Café em silêncio
* Por Daniel Santos
Nunca foi rapaz
desses atirados que, no escuro do cinema ou na penumbra da varanda, forçam a
mão da namorada a segurar pelo cabresto o que escoiceia sem aceitar doma,
embora ela resista e se faça de pudica.
Mas parece que
namorou algumas e até noivou, se bem não passasse disso. Depois, meteu-se de
vez com os livros, tornou-se ranzinza e ainda hoje mora com a mãe que o
sustenta, mas sempre lhe pede netos.
Sabe, no fundo,
que ele não procriará e se pergunta nas insônias onde foi que errou. Talvez lhe
faltasse pai, um homem que o escorraçasse para a rua, mode a aprender a lutar
pela vida e a ganhar dinheiro.
Sabe-se lá o que
faltou! O problema é esse: terá de o sustentar até o final, embora o queira
distante, cuidando da própria família. E, por mais que se esforce (ah, que
patético!), não sente mais por ele o antigo carinho.
A par disso, é um
bom rapaz, lá isso é. E prestativo. Manhãzinha, sai ainda remelento para
comprar leite e pão. Estende a toalha na mesa da cozinha e chama a mãe. Tomam
café em silêncio. Há
tempos é assim.
* Jornalista carioca. Trabalhou
como repórter e redator nas sucursais de "O Estado de São Paulo" e da
"Folha de São Paulo", no Rio de Janeiro, além de "O Globo".
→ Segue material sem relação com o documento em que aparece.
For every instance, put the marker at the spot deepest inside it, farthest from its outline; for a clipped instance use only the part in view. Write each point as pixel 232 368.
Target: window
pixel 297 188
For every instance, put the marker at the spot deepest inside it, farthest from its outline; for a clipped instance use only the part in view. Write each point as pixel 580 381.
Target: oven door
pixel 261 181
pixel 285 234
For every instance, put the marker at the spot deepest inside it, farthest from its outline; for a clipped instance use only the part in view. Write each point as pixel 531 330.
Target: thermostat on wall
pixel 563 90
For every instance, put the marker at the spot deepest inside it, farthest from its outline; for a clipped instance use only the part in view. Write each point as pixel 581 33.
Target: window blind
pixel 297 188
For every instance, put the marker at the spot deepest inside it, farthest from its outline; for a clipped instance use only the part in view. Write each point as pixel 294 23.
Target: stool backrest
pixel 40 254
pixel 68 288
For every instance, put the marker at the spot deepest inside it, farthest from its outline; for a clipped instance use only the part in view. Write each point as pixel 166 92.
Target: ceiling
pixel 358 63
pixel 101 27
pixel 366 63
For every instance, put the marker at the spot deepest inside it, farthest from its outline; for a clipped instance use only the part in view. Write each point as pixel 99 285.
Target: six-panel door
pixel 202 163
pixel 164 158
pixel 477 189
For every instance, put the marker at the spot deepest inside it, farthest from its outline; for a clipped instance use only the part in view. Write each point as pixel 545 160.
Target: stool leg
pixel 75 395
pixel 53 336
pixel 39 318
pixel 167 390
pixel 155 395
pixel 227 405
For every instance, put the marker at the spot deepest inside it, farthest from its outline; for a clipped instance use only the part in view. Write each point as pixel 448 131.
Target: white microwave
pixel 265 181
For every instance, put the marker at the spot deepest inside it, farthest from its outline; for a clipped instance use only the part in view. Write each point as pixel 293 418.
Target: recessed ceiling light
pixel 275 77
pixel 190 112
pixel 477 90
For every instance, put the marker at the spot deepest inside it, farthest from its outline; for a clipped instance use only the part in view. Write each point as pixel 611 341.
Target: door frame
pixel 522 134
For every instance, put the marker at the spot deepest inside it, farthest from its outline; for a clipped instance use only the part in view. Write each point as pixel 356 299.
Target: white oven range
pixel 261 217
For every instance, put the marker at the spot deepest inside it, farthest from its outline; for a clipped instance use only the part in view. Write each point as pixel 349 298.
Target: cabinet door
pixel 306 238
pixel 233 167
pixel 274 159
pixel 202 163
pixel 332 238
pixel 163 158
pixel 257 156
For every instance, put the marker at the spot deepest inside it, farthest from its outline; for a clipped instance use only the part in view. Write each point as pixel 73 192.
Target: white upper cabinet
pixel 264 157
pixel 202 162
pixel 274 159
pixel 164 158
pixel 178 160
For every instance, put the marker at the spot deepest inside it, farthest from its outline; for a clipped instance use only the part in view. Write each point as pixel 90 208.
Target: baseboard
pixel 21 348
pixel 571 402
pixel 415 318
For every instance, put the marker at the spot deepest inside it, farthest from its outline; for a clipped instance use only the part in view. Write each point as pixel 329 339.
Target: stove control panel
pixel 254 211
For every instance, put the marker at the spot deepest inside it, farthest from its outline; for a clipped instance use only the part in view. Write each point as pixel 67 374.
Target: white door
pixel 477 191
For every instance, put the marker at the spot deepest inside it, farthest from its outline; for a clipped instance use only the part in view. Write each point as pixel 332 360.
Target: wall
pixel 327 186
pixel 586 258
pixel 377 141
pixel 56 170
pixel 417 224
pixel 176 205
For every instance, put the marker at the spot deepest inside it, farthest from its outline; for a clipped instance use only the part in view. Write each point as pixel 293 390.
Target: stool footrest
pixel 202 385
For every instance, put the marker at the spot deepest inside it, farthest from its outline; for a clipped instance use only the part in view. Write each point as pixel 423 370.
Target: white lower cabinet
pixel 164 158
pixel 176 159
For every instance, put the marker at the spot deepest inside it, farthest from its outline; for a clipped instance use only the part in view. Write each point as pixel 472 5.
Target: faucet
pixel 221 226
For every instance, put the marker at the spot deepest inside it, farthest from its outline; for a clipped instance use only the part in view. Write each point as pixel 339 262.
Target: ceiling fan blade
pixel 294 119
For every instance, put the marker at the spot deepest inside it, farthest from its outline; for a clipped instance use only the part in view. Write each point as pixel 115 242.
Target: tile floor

Publicou "A filha imperfeita" (poesia, 1995, Editora Arte de Ler) e
"Pássaros da mesma gaiola" (contos, 2002, Editora Bruxedo). Com o
romance "Ma negresse", ganhou da Biblioteca Nacional uma bolsa para
obras em fase de conclusão, em 2001.
Faz pensar, refletir sobre o "encompridamento" da adolescência que avança sobre os 40 e até 50 anos. Muito mais não vai porque a mãe morre.